La politica di scalabilità e di intercambiabilità della componentistica elettronica dei d. m., accresciuta dai tablet, ha altresì aperto l’accesso dal 2013 verso nuovi dispositivi di carattere più sperimentale, i cosiddetti indossabili (wearable devices): occhiali che sommano il campo visivo a una condizione di realtà arricchita di informazioni testuali e mappe, orologi (smartwatch) che possono essere usati per leggere le e-mail e gli SMS, braccialetti (smart wristband) che monitorano funzioni fisiologiche di base, come il battito cardiaco, l’energia consumata, le ore e la qualità del sonno. Ulteriori, audaci innovazioni riguardano il mercato della moda, con capi di abbigliamento realizzati con fibre ottiche che cambiano colore in funzione del contesto, per es. con il Sole o reagendo a un volume di suoni, oppure mutano disegno rispetto alla direzione di un osservatore, mediante opportune funzioni di tracciamento.
La crescente aspettativa nei confronti della tecnologia indossabile si può far derivare dal fatto che riprende un’idea tipica del design e dell’architettura della modernità, ossia la multifunzionalità dell’oggetto, applicata non più agli elettrodomestici o all’arredamento tecnologico, ma estesa dagli smartphone all’abbigliamento e agli accessori, settori questi ultimi in cui gli avanzamenti tecnologici sono stati tradizionalmente ritmati dalla chimica e dalla produzione di tessuti e materiali. Secondo un’altra chiave di lettura, la tecnologia indossabile potrebbe essere la piattaforma giusta per la diffusione dell’Internet of things, un concetto ormai decennale secondo cui ogni oggetto fisico dovrebbe dotarsi di un indirizzo virtuale, in modo da connettersi alla rete e al web. Fenomeni paralleli rendono oggi più fertile questo sviluppo: il clouding data, ossia la possibilità di raccogliere enormi quantità di dati in remoto e metterli a disposizione soltanto quando occorre; le piattaforme di app (v. applicazioni ed ecosistemi), piccoli programmi dedicati a funzioni specifiche, tra cui quelle di connessione tra dispositivi; gli intelligent personal assistants, come Google now, ossia sistemi in grado di organizzare i dati personali dell’utente e di classificarli rispetto alle esigenze quotidiane. Tutto ciò ha ovviamente un impatto rilevante sulle questioni che riguardano la salvaguardia della privacy o etiche in genere, come la libertà individuale e collettiva, accrescendo l’esigenza di una regolamentazione e di una legislazione che siano in grado sia di tutelare l’utente rispetto alle multinazionali del software, sia di avere un opportuno ritmo di crescita rispetto ai cambiamenti tecnologici.

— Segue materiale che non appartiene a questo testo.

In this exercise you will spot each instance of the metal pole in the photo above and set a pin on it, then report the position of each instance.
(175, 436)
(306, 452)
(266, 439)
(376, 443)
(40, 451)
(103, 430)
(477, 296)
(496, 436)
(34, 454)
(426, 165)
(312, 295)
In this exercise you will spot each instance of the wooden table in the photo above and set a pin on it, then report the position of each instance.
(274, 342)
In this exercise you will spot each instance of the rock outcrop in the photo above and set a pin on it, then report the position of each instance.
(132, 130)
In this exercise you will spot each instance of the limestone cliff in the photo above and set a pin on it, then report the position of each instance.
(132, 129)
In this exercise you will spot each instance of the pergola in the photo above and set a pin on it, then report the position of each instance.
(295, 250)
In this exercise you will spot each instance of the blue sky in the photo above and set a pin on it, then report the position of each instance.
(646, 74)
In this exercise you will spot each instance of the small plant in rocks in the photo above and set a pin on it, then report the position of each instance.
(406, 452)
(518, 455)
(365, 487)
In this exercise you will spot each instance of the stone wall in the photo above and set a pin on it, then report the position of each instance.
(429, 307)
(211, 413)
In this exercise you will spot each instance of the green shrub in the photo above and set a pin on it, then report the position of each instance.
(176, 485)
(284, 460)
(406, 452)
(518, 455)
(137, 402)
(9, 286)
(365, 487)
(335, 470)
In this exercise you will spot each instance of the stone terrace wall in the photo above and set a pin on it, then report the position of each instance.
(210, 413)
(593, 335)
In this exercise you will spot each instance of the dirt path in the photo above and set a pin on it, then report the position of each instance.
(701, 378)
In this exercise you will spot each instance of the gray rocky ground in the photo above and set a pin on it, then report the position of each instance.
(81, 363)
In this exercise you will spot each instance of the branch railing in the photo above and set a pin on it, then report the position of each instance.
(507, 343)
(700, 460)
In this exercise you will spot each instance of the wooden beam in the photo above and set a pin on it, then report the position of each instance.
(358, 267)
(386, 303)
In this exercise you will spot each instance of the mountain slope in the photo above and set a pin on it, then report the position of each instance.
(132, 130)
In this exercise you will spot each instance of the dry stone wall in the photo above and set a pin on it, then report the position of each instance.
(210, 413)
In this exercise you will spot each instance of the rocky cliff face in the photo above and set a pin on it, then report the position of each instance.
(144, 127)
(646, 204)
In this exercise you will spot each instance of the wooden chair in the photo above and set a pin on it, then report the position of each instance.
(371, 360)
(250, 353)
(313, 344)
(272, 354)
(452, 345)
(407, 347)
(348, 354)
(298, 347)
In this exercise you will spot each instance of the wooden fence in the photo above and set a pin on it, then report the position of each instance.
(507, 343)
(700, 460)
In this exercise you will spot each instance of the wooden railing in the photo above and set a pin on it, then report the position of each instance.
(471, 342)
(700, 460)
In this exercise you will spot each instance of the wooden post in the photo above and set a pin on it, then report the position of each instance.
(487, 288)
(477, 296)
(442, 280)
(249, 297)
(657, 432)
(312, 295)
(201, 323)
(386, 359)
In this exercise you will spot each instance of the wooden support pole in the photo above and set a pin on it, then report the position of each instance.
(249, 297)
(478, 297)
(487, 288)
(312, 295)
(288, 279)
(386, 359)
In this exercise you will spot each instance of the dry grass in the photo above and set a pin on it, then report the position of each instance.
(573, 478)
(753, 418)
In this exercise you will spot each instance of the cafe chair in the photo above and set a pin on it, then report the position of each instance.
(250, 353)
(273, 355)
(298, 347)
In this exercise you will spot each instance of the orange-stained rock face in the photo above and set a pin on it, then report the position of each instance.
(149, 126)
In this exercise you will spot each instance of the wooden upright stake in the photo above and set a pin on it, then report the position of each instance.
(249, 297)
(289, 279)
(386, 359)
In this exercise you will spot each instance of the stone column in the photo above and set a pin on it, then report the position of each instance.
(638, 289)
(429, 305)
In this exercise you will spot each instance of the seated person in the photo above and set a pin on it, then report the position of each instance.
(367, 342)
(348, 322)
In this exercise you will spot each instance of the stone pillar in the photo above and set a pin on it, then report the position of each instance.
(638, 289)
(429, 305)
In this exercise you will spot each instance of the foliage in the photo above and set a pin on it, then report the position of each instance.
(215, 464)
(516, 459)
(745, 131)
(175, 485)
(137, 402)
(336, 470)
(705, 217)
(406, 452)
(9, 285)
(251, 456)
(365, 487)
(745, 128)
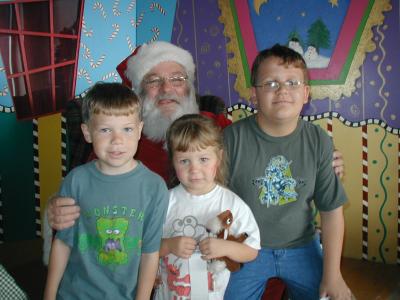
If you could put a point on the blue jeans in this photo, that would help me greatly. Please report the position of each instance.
(300, 268)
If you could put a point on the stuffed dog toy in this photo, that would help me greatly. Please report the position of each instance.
(219, 227)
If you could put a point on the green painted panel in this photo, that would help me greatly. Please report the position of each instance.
(17, 179)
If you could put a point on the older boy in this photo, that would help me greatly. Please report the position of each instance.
(279, 164)
(112, 250)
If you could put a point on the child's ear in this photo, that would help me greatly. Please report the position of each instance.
(307, 90)
(86, 133)
(253, 96)
(140, 128)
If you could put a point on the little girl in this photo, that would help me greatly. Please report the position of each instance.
(195, 147)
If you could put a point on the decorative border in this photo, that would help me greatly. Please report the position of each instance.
(325, 115)
(332, 91)
(1, 217)
(6, 109)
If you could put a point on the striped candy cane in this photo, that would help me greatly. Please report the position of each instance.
(115, 32)
(83, 73)
(158, 6)
(63, 146)
(398, 203)
(98, 63)
(36, 177)
(99, 6)
(116, 11)
(110, 75)
(365, 192)
(156, 33)
(86, 32)
(130, 45)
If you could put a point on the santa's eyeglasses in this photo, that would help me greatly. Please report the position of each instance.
(157, 82)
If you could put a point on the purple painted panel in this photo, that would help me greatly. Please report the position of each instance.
(197, 29)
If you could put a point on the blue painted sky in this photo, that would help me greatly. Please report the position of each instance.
(280, 17)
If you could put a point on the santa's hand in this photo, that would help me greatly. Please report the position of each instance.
(62, 212)
(182, 246)
(212, 248)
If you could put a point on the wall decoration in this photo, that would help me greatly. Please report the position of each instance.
(332, 36)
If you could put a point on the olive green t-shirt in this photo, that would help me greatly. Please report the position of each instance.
(279, 177)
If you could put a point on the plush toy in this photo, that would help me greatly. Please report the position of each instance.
(219, 226)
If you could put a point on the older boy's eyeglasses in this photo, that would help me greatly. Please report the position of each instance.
(157, 82)
(274, 85)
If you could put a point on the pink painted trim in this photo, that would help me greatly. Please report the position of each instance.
(246, 30)
(347, 33)
(354, 15)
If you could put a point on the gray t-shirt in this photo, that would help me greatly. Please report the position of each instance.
(121, 218)
(278, 177)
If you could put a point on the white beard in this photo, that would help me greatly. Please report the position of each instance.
(155, 124)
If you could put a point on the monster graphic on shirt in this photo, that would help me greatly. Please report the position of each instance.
(277, 187)
(111, 242)
(112, 234)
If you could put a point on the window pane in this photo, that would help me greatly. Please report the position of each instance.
(64, 80)
(35, 16)
(41, 92)
(11, 53)
(65, 49)
(66, 15)
(7, 17)
(37, 50)
(20, 97)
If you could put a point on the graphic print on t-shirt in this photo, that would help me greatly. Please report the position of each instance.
(277, 186)
(111, 242)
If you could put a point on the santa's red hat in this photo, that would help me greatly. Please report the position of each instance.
(145, 57)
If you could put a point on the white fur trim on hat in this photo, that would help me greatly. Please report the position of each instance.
(150, 55)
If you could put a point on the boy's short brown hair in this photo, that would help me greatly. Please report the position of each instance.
(193, 132)
(287, 56)
(110, 98)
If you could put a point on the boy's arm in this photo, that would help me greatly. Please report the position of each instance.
(59, 256)
(181, 246)
(333, 284)
(147, 275)
(239, 252)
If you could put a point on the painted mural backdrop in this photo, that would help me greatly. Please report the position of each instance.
(364, 124)
(32, 153)
(363, 121)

Bibliografia: M.C. Christensen, The innovator’s dilemma, Boston 1997; G. Goggin, Cell phone culture: mobile technology in everyday life, London-New York 2006; A.H. Horst, D. Miller, The cell phone: an anthropology of communication, Oxford-New York 2006; J. Agar, Constant touch: a global history of the mobile phone, Cambridge 2013.